This project explores the Spaceship Titanic problem using machine learning (classifiers), to accurately predict a target variable (whether a passenger would be transported to another dimension) depending on a set of given features. The potential benefits are adding to the data science research community by showcasing new ways of tacking this classification task, which will also help companies discover new, more powerful ways to solve business problems with ML like identifying which customers are likely to churn. The Spaceship Titanic problem is a new ML classification problem with the goal of getting an highly accurate predictive model to help push the boundaries of data science. I will end this section with the hypothesis which will be used as guiadance throughout this project: Passenger demographics, travel details, and onboard activities significantly influence the likelihood of being transported to an alternate dimension during the Spaceship Titanicβs collision with a spacetime anomaly.

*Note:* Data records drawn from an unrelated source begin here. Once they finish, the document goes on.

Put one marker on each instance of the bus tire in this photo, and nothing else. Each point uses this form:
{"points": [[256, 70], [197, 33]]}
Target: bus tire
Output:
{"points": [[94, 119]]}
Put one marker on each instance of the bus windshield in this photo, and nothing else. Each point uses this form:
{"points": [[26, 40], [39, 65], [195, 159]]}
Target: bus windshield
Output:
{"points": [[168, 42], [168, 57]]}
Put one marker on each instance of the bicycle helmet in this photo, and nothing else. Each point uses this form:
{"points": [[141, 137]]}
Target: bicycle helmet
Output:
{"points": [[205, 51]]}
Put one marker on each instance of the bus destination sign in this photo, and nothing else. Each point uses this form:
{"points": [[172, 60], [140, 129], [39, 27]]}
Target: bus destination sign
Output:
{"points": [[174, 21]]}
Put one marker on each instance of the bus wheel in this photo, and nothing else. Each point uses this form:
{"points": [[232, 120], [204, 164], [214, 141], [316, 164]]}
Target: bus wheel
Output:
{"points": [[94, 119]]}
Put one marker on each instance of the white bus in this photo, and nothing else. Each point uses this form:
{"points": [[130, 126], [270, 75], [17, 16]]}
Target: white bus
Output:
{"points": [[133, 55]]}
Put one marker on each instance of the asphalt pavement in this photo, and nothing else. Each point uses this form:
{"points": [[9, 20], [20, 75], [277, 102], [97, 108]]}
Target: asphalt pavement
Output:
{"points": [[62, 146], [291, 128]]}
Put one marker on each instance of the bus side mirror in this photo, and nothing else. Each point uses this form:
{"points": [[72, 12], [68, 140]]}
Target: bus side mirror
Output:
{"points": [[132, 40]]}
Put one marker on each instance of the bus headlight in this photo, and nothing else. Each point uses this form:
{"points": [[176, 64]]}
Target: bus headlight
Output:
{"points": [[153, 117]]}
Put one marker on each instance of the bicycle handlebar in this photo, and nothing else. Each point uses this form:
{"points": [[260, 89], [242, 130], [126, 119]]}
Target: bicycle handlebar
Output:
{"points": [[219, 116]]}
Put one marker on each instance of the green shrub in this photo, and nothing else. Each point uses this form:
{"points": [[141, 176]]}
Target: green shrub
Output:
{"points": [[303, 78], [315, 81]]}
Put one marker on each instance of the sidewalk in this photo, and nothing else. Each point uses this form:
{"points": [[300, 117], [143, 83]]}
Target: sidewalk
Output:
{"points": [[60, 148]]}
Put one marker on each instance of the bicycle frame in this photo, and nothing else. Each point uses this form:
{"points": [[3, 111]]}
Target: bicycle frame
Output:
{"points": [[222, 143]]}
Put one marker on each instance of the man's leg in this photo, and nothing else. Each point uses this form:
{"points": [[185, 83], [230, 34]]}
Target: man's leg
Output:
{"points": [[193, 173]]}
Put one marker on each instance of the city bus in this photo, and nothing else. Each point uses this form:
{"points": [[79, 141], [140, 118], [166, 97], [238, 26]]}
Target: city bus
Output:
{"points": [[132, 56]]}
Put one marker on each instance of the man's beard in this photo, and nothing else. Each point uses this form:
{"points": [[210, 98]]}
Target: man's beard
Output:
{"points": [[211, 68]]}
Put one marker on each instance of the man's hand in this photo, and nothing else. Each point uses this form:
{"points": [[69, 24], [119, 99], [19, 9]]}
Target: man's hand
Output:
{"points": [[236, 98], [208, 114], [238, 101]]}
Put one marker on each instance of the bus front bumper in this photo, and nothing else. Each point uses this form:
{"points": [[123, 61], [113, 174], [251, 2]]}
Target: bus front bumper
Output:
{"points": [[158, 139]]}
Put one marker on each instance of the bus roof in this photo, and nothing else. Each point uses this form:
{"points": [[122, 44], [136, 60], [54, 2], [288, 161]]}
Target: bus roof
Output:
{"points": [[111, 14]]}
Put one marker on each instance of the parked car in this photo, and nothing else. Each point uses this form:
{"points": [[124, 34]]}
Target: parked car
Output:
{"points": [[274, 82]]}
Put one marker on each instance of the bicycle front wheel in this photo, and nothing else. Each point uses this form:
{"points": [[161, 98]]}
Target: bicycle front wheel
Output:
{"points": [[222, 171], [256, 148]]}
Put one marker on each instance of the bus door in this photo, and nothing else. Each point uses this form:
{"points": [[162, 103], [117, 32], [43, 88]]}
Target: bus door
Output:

This is important as I need to make sure I am adhere to any legal obligations that may be apparent within this project. Going along the list starting with ethics, this should not be an issue due to all data being provided by Kaggle and it's documentation specificially stating this data has been provided for use to create an predictive machine learning model. Also to note, no other data is being pulled in to help increase the model's performance. Next, bias. This could be apparent due to the dataset size. Even with a dataset of around 10,000 records, the quality and diversity of these data records still may be poor and not reflective of the true population. Therefore, we can only assume that these are the only passengers in the incident and all data was recorded accurately. Lastly for privacy, legal and regulatory obligations, it's in an identicial position to the ethics for this project. This is because all data within this project has been provided by Kaggle with the appropiate licenses to state that this data is allowed to be used and made available publicly.
The dataset used for this project was sourced from Kaggle's "Spaceship Titanic Data". This dataset was produced by Kaggle and it contains various features like passenger expenditures on different services all the way to boolean features like did the customer have VIP, CyroSleep and so on. There are around 9,000 records within the train set, and with 13 features, there was enough data here to faciliate testing whether a classifier could accurately predict the target variable.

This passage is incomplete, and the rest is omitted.